# Another Poem I wrote



## GothicCandle (Mar 26, 2007)

I wrote this today, I'm told it isn't any good. What do y'all think?

Little Ellen
Quit your yellin'

And stay by the fire

The chef I've hired
Is quite a buyer

Just take a look at you

Oh what a price!
I counted twice

Ten little ones you have

Soon, just wait
You'll learn your fate
Too bad I lost your mate

But never you mind
That's all behind

Think of the present
Well, that's not too pleasant

Just stay in place
It's not a race

Fingers and toes
So full of woes


it's a favor don't you think?

You are so poor
But don't worry more

Just leave it all to me

Won't you look so nice
diced

or maybe you would be better
paired with your loyal setter?

oh so much to choose from
But I'm not dumb

A healthy choice would be best

low in fat
and high in brat

That's why I've chosen you!

So please Ellen
Quit your yellin'

I'm too hungry to fight
Oh I know!
I'll make Ellen Delight!


----------



## Bone Dancer (Oct 7, 2005)

Soooooooo, are there any childern missing near where you live?


----------



## morbidmike (Sep 11, 2009)

good one GC I enjoyed it!!!!


----------



## Spookyboo (Dec 4, 2007)

Creepy but awesome GC...hmmm now I am hungry


----------



## randomr8 (Oct 24, 2009)

Like it.

Is that squire in the fire?


----------



## GothicCandle (Mar 26, 2007)

ooo yay!
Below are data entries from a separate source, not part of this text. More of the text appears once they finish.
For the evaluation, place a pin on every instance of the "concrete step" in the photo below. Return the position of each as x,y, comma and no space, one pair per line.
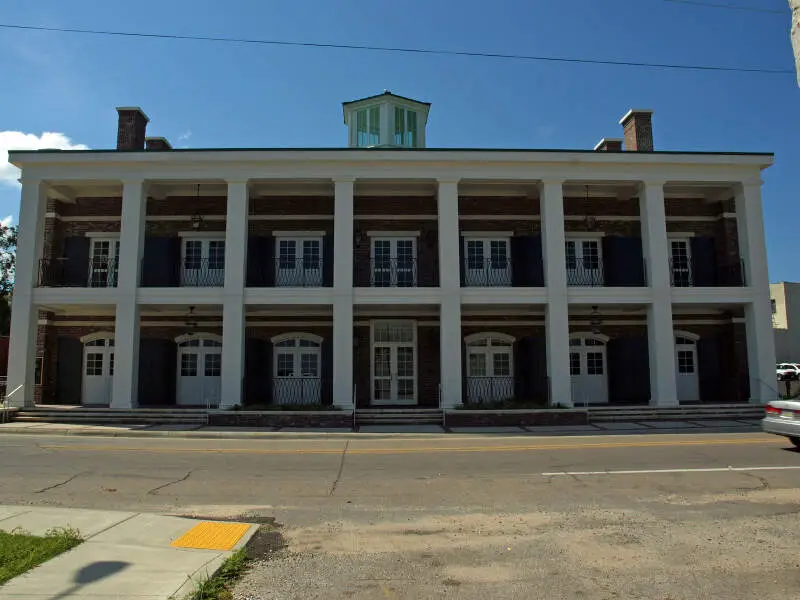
399,416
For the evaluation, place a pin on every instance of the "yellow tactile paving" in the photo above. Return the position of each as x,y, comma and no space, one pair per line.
209,535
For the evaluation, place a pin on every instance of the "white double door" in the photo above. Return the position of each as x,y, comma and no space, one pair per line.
587,365
299,262
297,374
487,263
104,263
394,363
199,373
98,371
203,262
686,377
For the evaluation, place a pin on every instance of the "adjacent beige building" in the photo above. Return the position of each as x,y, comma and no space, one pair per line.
785,298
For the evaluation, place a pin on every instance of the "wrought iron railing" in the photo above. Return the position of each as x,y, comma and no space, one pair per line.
298,272
67,272
682,274
297,390
489,389
395,272
585,272
490,272
202,272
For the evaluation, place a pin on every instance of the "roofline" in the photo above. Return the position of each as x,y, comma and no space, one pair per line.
387,93
393,149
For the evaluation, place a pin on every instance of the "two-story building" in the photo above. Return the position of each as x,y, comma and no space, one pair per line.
387,273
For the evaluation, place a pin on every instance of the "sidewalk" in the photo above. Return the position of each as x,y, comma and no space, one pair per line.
124,554
219,432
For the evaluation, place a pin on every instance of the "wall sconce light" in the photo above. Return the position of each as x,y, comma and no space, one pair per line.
191,323
595,320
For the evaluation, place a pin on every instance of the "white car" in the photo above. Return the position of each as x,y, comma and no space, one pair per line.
783,418
788,371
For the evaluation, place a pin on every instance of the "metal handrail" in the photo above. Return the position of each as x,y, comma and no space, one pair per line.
489,272
94,272
585,272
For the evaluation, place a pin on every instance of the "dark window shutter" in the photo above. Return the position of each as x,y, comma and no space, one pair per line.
327,371
69,371
267,371
161,261
703,262
540,389
524,355
527,269
462,265
327,260
76,269
623,261
254,369
628,370
708,371
519,270
536,261
269,257
255,261
157,372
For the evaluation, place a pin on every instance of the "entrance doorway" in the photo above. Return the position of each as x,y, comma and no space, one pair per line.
98,370
587,366
394,362
687,381
199,370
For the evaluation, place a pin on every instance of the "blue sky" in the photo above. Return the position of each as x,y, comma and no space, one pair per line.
201,94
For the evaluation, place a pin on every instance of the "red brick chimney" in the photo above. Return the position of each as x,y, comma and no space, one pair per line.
638,127
609,145
131,128
157,143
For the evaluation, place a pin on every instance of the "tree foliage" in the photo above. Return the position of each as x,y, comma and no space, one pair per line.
8,254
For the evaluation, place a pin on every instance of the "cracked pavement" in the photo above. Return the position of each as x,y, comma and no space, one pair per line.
689,516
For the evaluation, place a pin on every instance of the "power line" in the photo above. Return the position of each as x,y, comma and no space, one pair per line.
772,11
430,51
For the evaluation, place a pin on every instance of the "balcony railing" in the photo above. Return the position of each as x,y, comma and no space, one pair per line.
202,273
298,272
585,272
395,273
299,390
683,274
490,272
489,389
66,272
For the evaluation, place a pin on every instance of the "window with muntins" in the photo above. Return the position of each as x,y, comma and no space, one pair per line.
368,127
405,127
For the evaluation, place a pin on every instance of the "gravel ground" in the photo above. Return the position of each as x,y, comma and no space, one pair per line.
736,546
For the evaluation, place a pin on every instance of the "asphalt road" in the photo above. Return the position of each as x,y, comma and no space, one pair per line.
646,516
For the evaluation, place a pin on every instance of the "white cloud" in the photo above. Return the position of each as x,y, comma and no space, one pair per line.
17,140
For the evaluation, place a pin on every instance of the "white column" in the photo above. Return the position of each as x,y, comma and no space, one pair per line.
24,313
126,327
450,342
660,333
557,311
233,309
343,294
758,325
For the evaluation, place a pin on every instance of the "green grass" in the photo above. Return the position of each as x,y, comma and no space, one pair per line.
20,552
219,586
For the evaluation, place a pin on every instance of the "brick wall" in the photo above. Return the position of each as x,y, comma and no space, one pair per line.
394,205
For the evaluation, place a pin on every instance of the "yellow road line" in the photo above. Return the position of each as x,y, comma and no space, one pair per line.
422,449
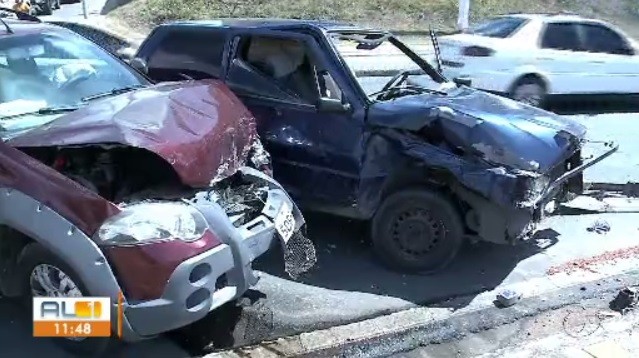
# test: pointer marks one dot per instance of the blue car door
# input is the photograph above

I'm glad you like it!!! My mom described as as "just mean!" lol, well, maybe it is....lol


----------



## debbie5 (Mar 2, 2007)

I like this! I threaten to cook my kids all the time.I DEF will use the "low in fat, high in brat" phrase!


----------



## nixie (Sep 17, 2008)

Oh! I just absolutely love it!!! You are so talented!


----------



## randomr8 (Oct 24, 2009)

debbie5 said:


> I like this! I threaten to cook my kids all the time.I DEF will use the "low in fat, high in brat" phrase!


Better hurry. Mine run too quick now.:devil:


----------



## ScreamingScarecrow (Oct 1, 2008)

I liked it too! I actually think you could put something like that to music and turn it into a song.


----------



## RedSno (Jun 27, 2010)

I love your poem! Seems almost lyrical.


----------